The approach of our first iteration¶

AI models that operate directly on 3D meshes are inherently complex. The extra spatial dimension greatly increases data size and model complexity, the crucial lack of data in our case makes this task particularly challenging.

A practical way to reduce this complexity is to project the 3D geometry onto 2D images. We can project the track onto a 2D plane (top-down view) and encode the height (z) at each point as a grayscale value. This creates a heightmap: some vertical information is lost in overlapping regions (e.g., bridges or overpasses), but most of the structural information is preserved and becomes much easier for 2D models to process. We can also stack multiple images as multiple channels to add other kind of informations, for example, normals as RGB.

These projections trade a small amount of geometric precision for much simpler inputs and better data efficiency, which can improve training feasibility and model performance in our low data context (~5,000 unique tracks/samples, see this section for more details).

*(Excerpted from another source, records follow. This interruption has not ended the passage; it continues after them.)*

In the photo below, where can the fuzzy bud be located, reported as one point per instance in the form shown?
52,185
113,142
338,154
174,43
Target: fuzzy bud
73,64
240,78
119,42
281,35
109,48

Under this formulation, this becomes a image generation problem.

Lessons learned from this first attempt¶

One limitation became obvious: we don't have (and realistically won't ever have) enough unique tracks to train a robust model from track data alone. This became key for our second approach, which led us to collect other types of data and brought us to a more promising approach. This first realization, and the prospect of collecting other kinds of data in meaningful quantities, prompted us to rethink our design and return to a 3D input format for the track, which is strictly richer than 2D. See section Kartographer - Why these inputs? for more details.